Professor Blumm was instrumental in the founding of the Law School’s pioneering Externship Program, which began in 1979 as part of the environmental law program and over the years has expanded to include all legal subjects. The Externship Program has sponsored over 600 students who spend a semester gaining practical experience working for government agencies, non-profit organizations, and law firms.
For over a decade during the 1980s, Blumm edited the Natural Resources Law Institute’s Anadromous Fish Law Memo. He then spent seven years during the 1990s co-directing the Northwest Water Law and Policy Project. He has co-authored casebooks on Natural Resources Law, Public Trust Law, and Native American Natural Resources Law.
Blumm is a prolific scholar, with well over one-hundred published articles, book chapters, and monographs on salmon, water, public lands, wetlands, environmental impact assessment, public trust law, and constitutional takings law, to name just a few topics. Much of his scholarship includes student co-authors. He also regularly helps students publish on their own. For example, over twenty of his students have authored state analyses in a comprehensive study of the public trust doctrine in the American states.

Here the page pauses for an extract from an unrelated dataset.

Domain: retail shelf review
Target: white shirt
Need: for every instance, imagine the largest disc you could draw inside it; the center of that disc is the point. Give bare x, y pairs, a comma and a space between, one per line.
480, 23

Blumm was visiting professor at the University of Melbourne in 1988, Fulbright Professor at the University of Athens in 1991, and visiting professor at the University of California-Berkeley in 2004. He has lectured on a variety of topics as visiting professor in in law schools in Australia, Canada, Greece, and Brazil, and has been distinguished visitor at Florida State University, the University of Calgary, Vermont Law School, and several Australian law schools. In 2005-07, he was Chair of the American Association of Law School’s Natural Resources Law Section.